[389-users] 1.2.7.5 process disappearing, replication failing

Andrew Kerr andrew.kerr at amdocs.com
Wed Feb 2 17:37:37 UTC 2011


I reinstalled the two replicas that were saying "No such object" and now they work - same exact cut-and-paste process that didn't work before.

The good news is that I am back up and running (phew, what a morning!).

I left one replica on 1.2.7.5, disabled behind our load balancer, so it is getting replicated to but no production traffic - with the intent of helping figure out what the problem is before others find it.  I'll get a bug report filed since this seems like something new.
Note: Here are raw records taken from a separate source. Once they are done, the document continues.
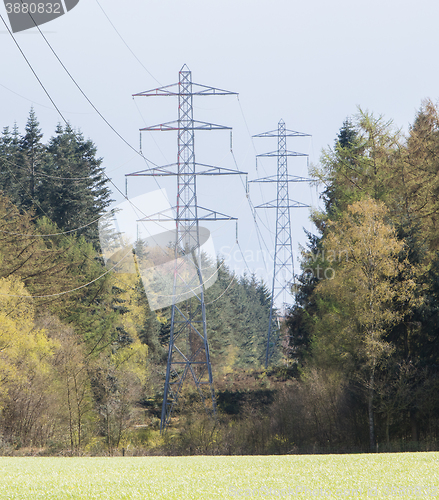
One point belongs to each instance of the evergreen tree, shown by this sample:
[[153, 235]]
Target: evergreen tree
[[75, 192]]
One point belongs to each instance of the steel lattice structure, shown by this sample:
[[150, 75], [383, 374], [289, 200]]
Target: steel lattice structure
[[188, 354], [283, 269]]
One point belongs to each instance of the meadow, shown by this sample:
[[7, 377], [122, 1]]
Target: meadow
[[396, 475]]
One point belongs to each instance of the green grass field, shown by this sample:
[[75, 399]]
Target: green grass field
[[399, 475]]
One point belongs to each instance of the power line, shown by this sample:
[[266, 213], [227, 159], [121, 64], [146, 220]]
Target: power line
[[127, 46]]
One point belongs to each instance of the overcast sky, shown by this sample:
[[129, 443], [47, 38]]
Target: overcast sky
[[309, 63]]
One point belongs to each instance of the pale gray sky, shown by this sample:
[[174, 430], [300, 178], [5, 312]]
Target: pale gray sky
[[310, 63]]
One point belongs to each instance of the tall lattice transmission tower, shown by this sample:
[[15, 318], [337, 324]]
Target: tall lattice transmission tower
[[283, 268], [188, 354]]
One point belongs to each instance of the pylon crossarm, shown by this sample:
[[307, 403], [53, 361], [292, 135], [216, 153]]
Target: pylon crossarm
[[174, 90], [176, 125], [288, 178], [290, 204]]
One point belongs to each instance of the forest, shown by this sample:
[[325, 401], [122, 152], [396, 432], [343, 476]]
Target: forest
[[83, 358]]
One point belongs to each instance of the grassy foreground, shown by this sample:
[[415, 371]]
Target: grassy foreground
[[399, 475]]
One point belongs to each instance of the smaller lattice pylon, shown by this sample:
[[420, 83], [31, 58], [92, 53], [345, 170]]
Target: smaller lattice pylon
[[283, 265]]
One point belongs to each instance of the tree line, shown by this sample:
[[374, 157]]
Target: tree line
[[365, 321]]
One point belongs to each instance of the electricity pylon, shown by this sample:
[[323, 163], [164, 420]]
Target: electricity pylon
[[283, 269], [188, 353]]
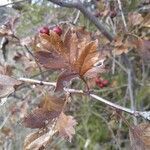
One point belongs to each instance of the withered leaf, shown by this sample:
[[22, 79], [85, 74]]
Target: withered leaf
[[77, 54], [135, 18], [143, 47], [39, 139], [120, 47], [65, 126], [50, 60], [53, 103], [64, 78], [7, 85]]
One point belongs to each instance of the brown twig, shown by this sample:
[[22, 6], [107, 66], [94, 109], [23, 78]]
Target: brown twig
[[135, 113]]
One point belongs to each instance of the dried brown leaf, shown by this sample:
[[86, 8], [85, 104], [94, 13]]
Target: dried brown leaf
[[65, 126], [64, 79], [53, 103], [39, 118], [50, 60], [38, 140], [120, 47], [77, 54], [135, 18]]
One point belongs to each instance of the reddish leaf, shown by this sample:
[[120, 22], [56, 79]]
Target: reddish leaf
[[39, 139], [64, 79], [7, 85], [50, 60], [39, 118], [65, 126], [77, 54]]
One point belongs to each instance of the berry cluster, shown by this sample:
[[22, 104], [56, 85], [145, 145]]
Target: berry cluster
[[101, 83], [56, 29]]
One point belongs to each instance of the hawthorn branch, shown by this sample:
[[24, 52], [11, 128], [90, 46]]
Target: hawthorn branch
[[145, 114], [78, 5]]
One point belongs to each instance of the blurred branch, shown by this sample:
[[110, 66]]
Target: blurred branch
[[12, 3], [78, 5], [135, 113], [122, 15]]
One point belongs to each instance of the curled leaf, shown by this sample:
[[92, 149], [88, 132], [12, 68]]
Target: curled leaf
[[65, 126], [7, 85]]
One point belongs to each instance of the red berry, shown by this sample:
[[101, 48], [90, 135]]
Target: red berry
[[44, 30], [113, 14], [101, 85], [57, 30], [105, 82], [97, 81]]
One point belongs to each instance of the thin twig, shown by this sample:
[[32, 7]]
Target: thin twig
[[77, 17], [130, 87], [37, 81], [13, 3], [123, 18], [78, 5]]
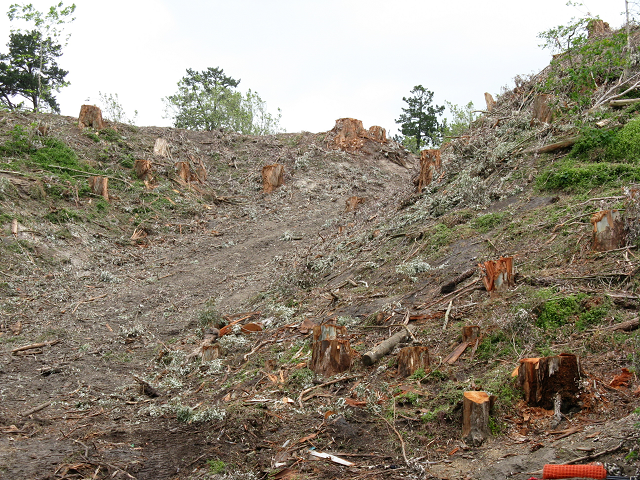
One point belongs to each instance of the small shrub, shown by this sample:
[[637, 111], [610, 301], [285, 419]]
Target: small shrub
[[216, 466]]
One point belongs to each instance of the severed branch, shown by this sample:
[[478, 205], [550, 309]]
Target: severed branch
[[301, 399], [34, 345], [36, 409]]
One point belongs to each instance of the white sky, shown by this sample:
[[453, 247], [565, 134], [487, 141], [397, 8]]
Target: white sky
[[316, 60]]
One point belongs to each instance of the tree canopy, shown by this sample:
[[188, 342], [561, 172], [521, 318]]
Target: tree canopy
[[30, 71], [208, 100], [420, 119]]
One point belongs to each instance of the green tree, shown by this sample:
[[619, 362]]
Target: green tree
[[420, 118], [208, 100], [30, 71], [48, 33]]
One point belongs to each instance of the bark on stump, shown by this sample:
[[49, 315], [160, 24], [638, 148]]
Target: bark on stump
[[498, 274], [411, 359], [608, 230], [90, 116], [475, 417], [490, 101], [430, 164], [541, 109], [99, 186], [541, 379], [183, 171], [161, 148], [331, 351], [272, 177]]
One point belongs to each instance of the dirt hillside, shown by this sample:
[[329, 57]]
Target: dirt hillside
[[165, 332]]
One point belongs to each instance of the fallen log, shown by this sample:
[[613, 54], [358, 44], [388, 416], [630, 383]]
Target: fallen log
[[383, 348]]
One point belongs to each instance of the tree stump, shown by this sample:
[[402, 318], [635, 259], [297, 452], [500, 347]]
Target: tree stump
[[430, 163], [411, 359], [90, 116], [490, 101], [377, 134], [470, 333], [183, 171], [272, 177], [608, 230], [99, 186], [475, 417], [541, 379], [331, 350], [352, 203], [541, 109], [161, 148], [144, 170], [498, 274]]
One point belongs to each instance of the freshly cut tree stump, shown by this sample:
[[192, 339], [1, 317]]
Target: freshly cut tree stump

FYI, these are all virtual machines (on a mix of vmware, kvm, and xen depending on the datacenter) and have very minimal installs, running no other apps, with no selinux or anything either.

-----Original Message-----
From: 389-users-bounces at lists.fedoraproject.org [mailto:389-users-bounces at lists.fedoraproject.org] On Behalf Of Andrew Kerr
Sent: Wednesday, February 02, 2011 11:44 AM
To: Rich Megginson; General discussion list for the 389 Directory server project.
Subject: Re: [389-users] 1.2.7.5 process disappearing, replication failing

The process is completely gone.  Doesn't show up in ps, and the pid referenced in the pid file doesn't exist.

I do have a lot of lines like this in my access log:
[02/Feb/2011:10:05:06 -0500] conn=4479 op=-1 fd=161 closed - B1

On the positive side, I was able to get some of the replicas downgraded to 1.2.4.  I had been deleting the server from the site under netscaproot and re-registering, but I hadn't re-created the replication agreement, I was just re-initializing the existing one.  Deleting it and creating a new one got rid of the error: "Unable to parse the response to the startReplication extended operation.  Replication is aborting".

Four of the six systems I put back to 1.2.4 (by removing the RPMs and blowing away all dirsrv relics left behind, reinstalling, and re-configuring).  Two of them I initialize and can see the directory, but when I do an ldapsearch remotely I get "result: 32 No such object".  More random/unpredictable behavior...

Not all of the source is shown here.